Strikingly, right at the top of Lufthansa’s news release was an appeal to the European Union to set up “internationally recognized, digital vaccination and test certificates “ to allow people to travel with confidence again, free from the fear of catching Covid-19 in an enclosed plane cabin.
Such schemes “must replace travel bans and quarantine” Spohr said. The interesting part about that is that Lufthansa’s largest shareholder, the German government, is arguably the biggest obstacle to such a scheme, having pushed back heavily at last week’s EU summit against appeals from countries such as Greece and Spain whose economies depend more on tourism.
The European Commission said on Monday it will soon start drafting a law establishing an EU-wide “Digital Green Pass”, but it is unlikely to satisfy Madrid or Athens unless the scheme is also expanded to include the U.K.
Euronews reported on Tuesday that the plan is likely to require at least three months of technical work and will have to satisfy concerns ranging from data privacy and discrimination to forgery. That timetable leaves very little time for slippage if the scheme is to be of any use to holidaymakers and those seeking seasonal work abroad.
So – does this mean that the enthusiasm for European airline stocks is misplaced? The Stoxx Total Market Airlines index is up over 60% since the Pfizer-BioNTech vaccine breakthrough, and the likes of International Airlines Group (LON:) and Wizz Air (LON:) both rose again on Thursday, invalidating any read-across for the broader sector.

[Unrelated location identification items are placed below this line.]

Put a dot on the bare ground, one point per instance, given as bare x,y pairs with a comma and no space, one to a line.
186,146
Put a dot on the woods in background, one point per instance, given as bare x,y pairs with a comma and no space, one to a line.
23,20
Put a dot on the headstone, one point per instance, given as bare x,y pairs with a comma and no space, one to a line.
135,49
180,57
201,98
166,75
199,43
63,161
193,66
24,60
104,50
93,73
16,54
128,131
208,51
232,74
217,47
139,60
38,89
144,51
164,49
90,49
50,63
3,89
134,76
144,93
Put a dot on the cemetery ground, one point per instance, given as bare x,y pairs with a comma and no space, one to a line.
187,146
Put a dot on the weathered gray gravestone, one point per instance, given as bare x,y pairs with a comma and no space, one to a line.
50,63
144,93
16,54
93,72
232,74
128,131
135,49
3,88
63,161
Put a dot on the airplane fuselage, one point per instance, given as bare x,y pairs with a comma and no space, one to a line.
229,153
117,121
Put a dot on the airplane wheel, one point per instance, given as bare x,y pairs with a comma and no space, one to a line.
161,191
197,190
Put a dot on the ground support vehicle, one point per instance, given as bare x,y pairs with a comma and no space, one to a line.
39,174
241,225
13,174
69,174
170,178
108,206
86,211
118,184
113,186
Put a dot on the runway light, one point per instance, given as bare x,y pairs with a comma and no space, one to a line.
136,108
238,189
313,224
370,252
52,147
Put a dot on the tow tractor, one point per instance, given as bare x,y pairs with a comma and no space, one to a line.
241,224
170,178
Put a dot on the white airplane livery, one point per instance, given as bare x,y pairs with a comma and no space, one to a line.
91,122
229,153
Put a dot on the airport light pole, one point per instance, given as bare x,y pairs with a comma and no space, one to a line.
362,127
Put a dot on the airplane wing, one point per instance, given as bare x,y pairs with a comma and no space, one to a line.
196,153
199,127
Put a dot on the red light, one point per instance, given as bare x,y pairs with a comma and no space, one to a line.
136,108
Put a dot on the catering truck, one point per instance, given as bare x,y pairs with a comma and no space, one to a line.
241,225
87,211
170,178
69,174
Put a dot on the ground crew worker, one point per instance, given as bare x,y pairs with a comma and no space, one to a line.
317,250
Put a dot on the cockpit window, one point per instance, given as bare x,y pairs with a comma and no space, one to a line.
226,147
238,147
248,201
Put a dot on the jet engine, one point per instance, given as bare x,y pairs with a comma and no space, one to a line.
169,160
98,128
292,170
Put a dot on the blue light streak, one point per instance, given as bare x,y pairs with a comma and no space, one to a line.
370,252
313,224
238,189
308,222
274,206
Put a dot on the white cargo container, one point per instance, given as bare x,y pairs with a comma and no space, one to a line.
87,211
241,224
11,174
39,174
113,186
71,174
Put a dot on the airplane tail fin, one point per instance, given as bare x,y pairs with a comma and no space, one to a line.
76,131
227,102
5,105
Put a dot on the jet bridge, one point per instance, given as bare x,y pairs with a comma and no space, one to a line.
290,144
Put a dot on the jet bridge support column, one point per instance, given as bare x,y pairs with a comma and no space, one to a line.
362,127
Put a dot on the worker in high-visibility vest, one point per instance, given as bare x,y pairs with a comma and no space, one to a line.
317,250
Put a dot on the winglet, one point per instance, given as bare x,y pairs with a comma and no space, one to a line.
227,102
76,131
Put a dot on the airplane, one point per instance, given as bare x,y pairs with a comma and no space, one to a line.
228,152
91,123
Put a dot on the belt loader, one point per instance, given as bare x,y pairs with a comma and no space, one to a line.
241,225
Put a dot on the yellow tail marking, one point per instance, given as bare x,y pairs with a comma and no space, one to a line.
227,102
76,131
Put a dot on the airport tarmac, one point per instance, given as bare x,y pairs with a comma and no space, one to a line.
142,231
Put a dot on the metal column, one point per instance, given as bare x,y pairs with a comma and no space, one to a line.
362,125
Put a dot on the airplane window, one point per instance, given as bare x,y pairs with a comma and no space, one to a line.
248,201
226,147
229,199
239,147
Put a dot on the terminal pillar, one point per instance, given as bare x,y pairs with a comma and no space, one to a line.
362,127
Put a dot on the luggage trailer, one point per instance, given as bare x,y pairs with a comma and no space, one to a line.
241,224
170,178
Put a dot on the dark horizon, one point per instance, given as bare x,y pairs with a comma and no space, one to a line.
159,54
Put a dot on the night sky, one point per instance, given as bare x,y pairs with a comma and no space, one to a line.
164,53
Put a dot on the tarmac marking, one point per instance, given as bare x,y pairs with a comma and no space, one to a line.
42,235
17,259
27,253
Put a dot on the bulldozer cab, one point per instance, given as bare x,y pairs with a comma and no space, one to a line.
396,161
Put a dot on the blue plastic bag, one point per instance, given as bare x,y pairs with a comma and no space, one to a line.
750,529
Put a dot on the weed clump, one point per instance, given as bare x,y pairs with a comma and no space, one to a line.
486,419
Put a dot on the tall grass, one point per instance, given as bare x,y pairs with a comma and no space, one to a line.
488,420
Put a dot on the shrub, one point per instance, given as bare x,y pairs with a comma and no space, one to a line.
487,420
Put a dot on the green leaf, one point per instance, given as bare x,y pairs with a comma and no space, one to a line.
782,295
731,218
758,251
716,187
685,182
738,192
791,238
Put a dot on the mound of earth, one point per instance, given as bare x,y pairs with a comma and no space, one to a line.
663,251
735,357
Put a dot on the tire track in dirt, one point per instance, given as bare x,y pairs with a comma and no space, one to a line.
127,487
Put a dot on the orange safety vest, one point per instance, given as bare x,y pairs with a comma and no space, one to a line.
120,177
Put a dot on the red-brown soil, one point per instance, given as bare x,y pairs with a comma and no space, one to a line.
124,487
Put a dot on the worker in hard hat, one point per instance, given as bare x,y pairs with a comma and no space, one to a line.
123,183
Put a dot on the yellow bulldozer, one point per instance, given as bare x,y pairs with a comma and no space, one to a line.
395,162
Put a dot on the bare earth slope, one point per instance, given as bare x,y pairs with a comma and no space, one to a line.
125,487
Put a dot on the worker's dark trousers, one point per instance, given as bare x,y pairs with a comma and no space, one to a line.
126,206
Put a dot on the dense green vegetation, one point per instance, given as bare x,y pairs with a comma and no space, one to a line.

More importantly, data compiled by Investing.com suggests that the stocks are still protected by low absolute and relative valuations: European airlines trade at an average of 0.22 times sales. The comparable ratio for U.S. airlines is 1.
Even so, Lufthansa’s warning should be a reminder that the travel sector can’t recover until the virus is beaten, and that beating the virus depends on the EU drastically improving its record on vaccinations. The continent’s three most-vaccinated countries – the U.K., Norway and Serbia – are very different in profile and have little in common except their non-membership of the EU.